I am trying to implement alternate layouts for both the iPad/iPhone and older iPhones as well.
I have established that the best method is to use @media
from the CSS3 spec.
As such these are my media queries at the minute:
@media screen and (max-width: 1000px) { ... }
Above is for small desktop and laptop screens.
@media screen and (max-width: 700px) { ... }
Above is for the iPad and VERY small desktop/laptop screens.
@media screen and (max-device-width: 480px) { ... }
Above is for iPhone 3GS- and mobile devices in general.

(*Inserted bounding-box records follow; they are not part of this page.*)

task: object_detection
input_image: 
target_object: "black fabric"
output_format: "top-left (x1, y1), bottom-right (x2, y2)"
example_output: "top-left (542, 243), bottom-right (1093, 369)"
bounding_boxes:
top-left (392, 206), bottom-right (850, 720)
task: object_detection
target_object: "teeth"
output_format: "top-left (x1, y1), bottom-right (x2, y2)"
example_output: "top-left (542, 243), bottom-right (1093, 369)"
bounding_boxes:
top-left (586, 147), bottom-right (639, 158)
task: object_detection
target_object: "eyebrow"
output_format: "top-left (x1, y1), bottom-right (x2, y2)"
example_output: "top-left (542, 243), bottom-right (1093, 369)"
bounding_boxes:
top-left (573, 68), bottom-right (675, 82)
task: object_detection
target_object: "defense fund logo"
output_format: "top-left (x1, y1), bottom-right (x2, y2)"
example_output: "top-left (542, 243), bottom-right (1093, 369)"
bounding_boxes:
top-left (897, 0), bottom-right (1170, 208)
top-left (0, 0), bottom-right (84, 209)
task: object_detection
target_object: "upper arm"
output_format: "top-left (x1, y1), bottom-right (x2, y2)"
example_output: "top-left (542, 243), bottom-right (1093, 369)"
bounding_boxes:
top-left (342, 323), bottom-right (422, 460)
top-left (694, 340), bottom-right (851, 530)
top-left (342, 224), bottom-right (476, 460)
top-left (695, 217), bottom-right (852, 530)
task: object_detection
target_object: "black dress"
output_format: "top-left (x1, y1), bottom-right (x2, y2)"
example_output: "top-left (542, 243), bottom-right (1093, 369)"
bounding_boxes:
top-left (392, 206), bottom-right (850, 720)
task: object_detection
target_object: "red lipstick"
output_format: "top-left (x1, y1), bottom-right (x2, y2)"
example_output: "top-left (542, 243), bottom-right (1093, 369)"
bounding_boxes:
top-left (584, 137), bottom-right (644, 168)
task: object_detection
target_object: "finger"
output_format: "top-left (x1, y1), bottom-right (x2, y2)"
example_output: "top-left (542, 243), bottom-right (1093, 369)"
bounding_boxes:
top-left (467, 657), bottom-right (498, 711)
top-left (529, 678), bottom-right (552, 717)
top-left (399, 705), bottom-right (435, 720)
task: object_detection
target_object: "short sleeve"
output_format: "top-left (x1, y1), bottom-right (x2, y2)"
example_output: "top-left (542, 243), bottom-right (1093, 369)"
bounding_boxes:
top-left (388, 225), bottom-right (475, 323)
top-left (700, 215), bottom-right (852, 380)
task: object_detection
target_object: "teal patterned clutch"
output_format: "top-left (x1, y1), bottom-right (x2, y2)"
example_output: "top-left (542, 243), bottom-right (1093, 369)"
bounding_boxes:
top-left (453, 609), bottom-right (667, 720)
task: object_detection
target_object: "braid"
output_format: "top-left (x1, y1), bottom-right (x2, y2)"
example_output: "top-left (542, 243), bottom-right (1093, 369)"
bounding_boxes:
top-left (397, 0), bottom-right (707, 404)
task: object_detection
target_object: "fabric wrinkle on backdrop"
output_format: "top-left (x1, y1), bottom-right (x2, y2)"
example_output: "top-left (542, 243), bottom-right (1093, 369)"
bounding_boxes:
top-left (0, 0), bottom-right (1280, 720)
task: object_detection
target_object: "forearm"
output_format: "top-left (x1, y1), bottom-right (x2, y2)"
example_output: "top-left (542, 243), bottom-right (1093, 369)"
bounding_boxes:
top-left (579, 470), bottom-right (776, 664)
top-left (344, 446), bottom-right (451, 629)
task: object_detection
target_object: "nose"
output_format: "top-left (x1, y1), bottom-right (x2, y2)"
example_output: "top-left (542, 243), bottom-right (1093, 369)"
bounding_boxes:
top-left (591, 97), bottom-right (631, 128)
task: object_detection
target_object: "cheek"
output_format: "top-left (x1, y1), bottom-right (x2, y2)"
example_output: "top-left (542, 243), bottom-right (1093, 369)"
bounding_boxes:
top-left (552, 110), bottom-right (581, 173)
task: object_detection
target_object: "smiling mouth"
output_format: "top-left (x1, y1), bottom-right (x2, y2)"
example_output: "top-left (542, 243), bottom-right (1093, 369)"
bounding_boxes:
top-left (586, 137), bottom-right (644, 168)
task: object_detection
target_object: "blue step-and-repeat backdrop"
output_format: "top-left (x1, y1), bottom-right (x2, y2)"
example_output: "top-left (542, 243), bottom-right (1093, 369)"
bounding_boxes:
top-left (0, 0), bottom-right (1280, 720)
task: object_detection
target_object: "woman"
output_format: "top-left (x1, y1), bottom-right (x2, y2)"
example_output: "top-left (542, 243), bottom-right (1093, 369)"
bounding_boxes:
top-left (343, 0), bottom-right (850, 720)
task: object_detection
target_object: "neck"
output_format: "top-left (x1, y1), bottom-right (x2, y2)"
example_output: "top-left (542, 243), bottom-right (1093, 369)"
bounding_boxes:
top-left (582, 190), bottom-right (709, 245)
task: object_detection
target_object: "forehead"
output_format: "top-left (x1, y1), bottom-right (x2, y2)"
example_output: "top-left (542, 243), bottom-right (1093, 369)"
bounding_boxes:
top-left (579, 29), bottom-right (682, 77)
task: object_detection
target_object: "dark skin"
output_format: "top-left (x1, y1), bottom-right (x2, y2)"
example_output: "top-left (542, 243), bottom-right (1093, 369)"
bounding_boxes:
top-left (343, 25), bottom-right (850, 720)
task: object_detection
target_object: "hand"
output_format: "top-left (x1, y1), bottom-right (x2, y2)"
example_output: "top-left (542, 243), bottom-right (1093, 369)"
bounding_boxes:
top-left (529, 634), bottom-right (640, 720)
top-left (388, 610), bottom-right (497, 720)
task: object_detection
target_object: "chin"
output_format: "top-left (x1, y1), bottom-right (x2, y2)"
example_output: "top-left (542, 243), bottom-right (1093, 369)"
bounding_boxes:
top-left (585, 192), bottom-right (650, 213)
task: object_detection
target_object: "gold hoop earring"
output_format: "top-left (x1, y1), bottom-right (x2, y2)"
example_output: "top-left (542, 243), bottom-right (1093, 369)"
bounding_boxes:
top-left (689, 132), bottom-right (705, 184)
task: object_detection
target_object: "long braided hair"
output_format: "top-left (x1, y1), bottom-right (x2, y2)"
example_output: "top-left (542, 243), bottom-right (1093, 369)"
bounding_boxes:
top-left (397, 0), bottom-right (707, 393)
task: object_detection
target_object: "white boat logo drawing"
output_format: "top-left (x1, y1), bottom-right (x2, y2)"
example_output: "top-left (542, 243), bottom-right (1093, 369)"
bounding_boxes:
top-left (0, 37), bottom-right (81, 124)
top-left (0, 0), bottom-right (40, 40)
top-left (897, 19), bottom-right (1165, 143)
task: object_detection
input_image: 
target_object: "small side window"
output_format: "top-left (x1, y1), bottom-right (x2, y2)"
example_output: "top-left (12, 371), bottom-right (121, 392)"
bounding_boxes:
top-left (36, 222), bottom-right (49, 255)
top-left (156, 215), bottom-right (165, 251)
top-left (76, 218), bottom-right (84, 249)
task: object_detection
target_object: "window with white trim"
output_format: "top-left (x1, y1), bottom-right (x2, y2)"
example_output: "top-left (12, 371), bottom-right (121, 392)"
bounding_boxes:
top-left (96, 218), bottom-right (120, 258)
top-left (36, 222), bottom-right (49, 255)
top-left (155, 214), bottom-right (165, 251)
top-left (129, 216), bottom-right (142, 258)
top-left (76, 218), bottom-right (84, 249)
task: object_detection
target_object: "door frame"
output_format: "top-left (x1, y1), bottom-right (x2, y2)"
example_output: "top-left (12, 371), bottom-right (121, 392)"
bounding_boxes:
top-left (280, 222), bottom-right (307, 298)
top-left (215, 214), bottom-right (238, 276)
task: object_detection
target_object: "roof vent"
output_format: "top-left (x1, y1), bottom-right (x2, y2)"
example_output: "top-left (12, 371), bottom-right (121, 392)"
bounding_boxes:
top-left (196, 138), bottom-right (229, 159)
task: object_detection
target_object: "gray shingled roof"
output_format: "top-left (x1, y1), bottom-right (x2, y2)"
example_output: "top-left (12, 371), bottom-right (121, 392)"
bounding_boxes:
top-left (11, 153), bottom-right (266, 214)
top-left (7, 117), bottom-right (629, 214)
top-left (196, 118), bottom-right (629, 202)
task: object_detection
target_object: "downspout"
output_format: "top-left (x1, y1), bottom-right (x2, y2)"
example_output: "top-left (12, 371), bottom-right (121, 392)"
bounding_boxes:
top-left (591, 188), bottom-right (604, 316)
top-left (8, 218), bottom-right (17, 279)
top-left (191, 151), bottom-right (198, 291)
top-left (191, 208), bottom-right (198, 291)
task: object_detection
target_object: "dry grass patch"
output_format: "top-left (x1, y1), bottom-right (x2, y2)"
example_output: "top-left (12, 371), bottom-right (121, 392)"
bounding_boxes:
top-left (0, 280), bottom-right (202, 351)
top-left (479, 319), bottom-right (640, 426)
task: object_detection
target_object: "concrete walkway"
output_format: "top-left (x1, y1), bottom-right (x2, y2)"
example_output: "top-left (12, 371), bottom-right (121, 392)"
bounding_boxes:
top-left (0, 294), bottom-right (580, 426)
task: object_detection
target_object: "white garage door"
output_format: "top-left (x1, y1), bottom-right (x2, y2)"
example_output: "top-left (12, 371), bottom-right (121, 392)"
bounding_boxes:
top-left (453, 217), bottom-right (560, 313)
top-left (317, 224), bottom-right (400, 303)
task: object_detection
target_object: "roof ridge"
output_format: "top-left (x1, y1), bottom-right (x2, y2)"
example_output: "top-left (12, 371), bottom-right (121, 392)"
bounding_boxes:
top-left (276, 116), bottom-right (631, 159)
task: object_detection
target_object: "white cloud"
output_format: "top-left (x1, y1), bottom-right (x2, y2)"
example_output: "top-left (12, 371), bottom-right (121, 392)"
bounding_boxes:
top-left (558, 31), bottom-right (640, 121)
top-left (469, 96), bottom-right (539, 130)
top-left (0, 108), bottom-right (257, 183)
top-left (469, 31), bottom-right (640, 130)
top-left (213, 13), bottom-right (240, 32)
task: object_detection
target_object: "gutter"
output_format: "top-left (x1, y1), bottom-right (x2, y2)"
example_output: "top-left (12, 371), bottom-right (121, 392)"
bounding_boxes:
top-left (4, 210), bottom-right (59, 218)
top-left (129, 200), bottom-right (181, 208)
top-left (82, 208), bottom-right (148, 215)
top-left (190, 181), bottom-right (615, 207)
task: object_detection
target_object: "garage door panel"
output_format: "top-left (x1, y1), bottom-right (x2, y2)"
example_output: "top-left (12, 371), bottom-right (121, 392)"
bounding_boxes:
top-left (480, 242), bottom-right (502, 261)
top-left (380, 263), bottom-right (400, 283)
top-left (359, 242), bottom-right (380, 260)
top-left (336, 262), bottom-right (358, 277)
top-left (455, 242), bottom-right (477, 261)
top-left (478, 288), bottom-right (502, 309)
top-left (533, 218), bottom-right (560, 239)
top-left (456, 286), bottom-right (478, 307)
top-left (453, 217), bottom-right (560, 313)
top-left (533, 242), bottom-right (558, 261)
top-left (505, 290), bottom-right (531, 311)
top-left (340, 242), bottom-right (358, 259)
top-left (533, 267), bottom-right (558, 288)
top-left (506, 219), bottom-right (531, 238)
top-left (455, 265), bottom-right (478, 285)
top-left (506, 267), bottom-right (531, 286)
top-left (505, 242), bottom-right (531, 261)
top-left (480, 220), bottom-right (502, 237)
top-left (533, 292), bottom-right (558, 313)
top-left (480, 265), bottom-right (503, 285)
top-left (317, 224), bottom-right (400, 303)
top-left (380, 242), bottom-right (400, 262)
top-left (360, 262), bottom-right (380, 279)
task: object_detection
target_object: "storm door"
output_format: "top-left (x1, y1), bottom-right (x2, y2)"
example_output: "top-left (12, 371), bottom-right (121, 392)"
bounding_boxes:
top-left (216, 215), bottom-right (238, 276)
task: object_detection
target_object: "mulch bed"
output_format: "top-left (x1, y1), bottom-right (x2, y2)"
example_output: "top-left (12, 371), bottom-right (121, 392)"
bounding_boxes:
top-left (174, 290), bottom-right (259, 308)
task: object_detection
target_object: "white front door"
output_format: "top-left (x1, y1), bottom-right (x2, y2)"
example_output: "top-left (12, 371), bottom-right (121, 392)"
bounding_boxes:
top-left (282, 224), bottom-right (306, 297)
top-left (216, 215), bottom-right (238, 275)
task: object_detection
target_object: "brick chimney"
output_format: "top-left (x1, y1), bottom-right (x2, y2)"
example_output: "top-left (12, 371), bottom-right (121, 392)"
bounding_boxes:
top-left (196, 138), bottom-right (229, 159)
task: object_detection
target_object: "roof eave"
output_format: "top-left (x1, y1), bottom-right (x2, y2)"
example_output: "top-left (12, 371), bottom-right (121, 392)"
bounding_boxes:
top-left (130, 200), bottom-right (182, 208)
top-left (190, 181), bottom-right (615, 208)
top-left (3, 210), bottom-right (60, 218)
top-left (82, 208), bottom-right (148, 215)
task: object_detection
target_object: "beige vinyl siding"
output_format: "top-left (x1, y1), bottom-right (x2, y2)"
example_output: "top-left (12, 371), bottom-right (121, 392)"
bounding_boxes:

However, the new iPhone 4 with Steve Jobs's all-singing all-dancing "retina" display means that it has a pixel ratio of 2-1 meaning 1 pixel actually appears to the browser as 2x2 pixels making its resolution (960x640 - meaning it will trigger the iPad layout rather than the mobile device layout) so this requires ANOTHER media query (only so far supported by webkit):
@media screen and (-webkit-min-device-pixel-ratio: 2) { ... }
Now, the thing is... I want my nice shiny new iPhone 4 layout amalgamated with the iPhone 3GS and mobile device layout as they will both have exactly the same inner CSS code,
Therefore making my question;
How do I create an @media
rule that points both the iPhone 4, 3GS and other mobiles to the same styles?
Because the iPhone and iPod touch measure max-device-width
in logical pixels rather than physical pixels even with the Retina display (as they should), the original media query used for the iPhone should be enough:
@media only screen and (max-device-width: 480px) {
/* iPhone CSS rules here */
}
You'll only need (-webkit-min-device-pixel-ratio: 2)
if you need to target the Retina display separately.